May 29, 2017

What Cookbooks Are on My Shelf?

If you are like me, you just love taking a peek at the books that people have in their homes, especially the cookbooks. So today I thought I’d give you a look-see at some of the cookbooks in my kitchen and also mention some of the online resources I use again and again for inspiration.

Cookbooks

How to Cook Everything by Mark Bittman

This classic cookbook is one of my recommendations for the beginner cook. It teaches you to be a more intuitive cook by starting with a basic recipe and then showing you all the variations that are possible by simply swapping or adding a few key ingredients. It covers, well, everything from how to sharpen a knife, to how to make a simple sauce, to providing definitions and explanations for all things cooking related. The 2000+ recipes could keep you busy in the kitchen for months to come.

Way to Cook by Cooking Light

If you are a beginner cook or looking to learn new skills in the kitchen, this is also a great book to start with. It is a very visual book which I also prefer in a cookbook and covers all the basics such as how to store, separate and scramble eggs, how to debeard a mussel, and how to freeze pesto. It organizes the recipes by cooking method (steam, saute, stir-fry, broil, etc.) allowing you to fully immerse yourself in one technique and master it.

Breakfast by William Sonoma

I LOVE breakfast. Honestly. I could eat breakfast for breakfast, lunch and dinner. So I had to have a cookbook completely focused on eggs, pancakes, waffles, and muffins. I’ve had this cookbook for many years now but still find that I turn to it again and again when I want to make something special in the morning. One of my all time favorite recipes…German Apple Pancake. Yum.

Barefoot Contessa: How Easy is That? by Ina Garten

Ever since I saw the amazing, up close and personal cinematography of the Barefoot Contessa cooking show, I was hooked. If only I could have Ina’s kitchen. Sigh. Not only to I love the style of her kitchen, I really like her approach to cooking. She aims for depth of flavor but not overly complicated menus. She likes to use the best ingredients and the simplest techniques making cooking a joy rather than a stressor. This cookbook emphasizes this approach by including recipes that have a wow factor but are fairly easy to put together.

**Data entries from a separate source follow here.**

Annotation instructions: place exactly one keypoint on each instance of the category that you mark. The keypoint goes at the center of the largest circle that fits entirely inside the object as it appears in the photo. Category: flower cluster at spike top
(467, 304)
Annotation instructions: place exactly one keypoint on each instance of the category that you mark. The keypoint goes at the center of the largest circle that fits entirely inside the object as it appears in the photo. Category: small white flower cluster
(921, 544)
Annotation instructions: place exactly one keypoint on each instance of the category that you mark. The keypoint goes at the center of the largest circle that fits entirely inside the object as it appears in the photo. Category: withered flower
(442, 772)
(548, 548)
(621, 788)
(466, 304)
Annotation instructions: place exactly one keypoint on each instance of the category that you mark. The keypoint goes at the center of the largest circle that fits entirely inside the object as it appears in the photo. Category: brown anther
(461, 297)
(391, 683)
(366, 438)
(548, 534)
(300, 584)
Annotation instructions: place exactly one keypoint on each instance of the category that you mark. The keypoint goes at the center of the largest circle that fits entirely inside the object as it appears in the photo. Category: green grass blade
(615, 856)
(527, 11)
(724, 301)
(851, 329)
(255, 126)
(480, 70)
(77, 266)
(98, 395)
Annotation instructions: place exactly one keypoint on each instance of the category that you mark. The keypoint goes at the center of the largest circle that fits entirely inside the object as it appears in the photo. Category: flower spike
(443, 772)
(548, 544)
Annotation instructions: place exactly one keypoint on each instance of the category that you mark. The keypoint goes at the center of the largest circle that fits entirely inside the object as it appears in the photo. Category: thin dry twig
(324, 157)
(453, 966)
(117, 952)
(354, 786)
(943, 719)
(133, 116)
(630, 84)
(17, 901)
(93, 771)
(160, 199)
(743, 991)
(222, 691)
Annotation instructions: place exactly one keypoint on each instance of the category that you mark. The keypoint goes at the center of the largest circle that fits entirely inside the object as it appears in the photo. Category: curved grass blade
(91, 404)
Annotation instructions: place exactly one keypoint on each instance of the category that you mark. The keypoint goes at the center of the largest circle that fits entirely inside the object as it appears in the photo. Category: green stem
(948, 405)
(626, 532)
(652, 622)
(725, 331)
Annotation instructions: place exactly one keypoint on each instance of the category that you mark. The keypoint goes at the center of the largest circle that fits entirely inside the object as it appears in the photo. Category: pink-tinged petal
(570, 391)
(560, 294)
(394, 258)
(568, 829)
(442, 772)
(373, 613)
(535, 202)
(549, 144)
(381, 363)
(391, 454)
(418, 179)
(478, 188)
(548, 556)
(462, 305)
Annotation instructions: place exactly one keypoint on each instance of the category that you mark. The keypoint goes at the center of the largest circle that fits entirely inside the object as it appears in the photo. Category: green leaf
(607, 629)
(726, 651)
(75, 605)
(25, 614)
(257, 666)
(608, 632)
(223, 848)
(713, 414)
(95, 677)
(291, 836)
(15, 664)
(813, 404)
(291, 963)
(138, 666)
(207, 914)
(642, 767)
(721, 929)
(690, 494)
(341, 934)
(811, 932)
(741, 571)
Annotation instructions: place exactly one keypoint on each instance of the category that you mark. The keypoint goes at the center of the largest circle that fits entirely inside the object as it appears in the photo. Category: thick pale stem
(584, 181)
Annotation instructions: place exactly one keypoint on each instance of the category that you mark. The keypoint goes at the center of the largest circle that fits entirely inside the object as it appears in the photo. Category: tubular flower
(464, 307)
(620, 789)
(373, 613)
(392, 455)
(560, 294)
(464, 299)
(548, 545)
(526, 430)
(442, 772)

The Essential Appetizers Cookbook

OK, this book may be difficult to come by since I found it years ago in the bargain bin (although I am not sure why) but it is a reference I turn to again and again when I am hosting a party. It contains hundreds of ideas for wonderful, bite-sized treats to serve your guests from antipasto ideas to canapes to tapas. It was printed in Canada and because of that some of the recipes need a bit of “interpretation” but I have found it easy enough to navigate.

First Meals by Annabel Karmel

This is a cookbook we have just about outgrown but I just loved this book when my daughter was a baby and toddler. I often would make my own homemade fruit and vegetable purees and this cookbook gave me a great deal of inspiration. The recipes are divided into age ranges and go from smoother foods to more textured foods. The presentation is often fun and playful and  all the recipes are healthy and well-balanced.

The Family Dinner by Laurie David

When I picked up this book a few months ago and looked through it, I thought to myself “This is the book that was in my head!” So much more than a cookbook, it emphasizes the importance of the family dinner and provides wonderful tips for getting your kids involved in the process from helping out in the kitchen to playing fun games around the table. There are many inspirational quotes and eye-opening research findings peppered throughout the book making it a cookbook that you actually sit down and read through cover to cover.

Online Resources

Epicurious

This site is typically the first place I will go when I am looking for a new recipe. While many of the recipes have ingredient lists the length of my arm, the results are always so worth it.

Food Network

If I am trying to track down a recipe by Ina, Giada or Tyler, I head to this site.

Food Buzz

The internet is teeming with gifted cooks with mouth-watering food blogs, a number of whom are hanging out at this site.

What cookbooks are sitting on your shelf? Inquiring minds want to know!

Comments

  1. How to Cook Everything is by far my favorite, too. I have other cookbooks but none of them get used nearly as much as HTCE. I like it because it’s much more than a cookbook — it’s a resource. If I’m not sure how long to cook something, etc., I know the answer will be in there. Everyone should have a copy.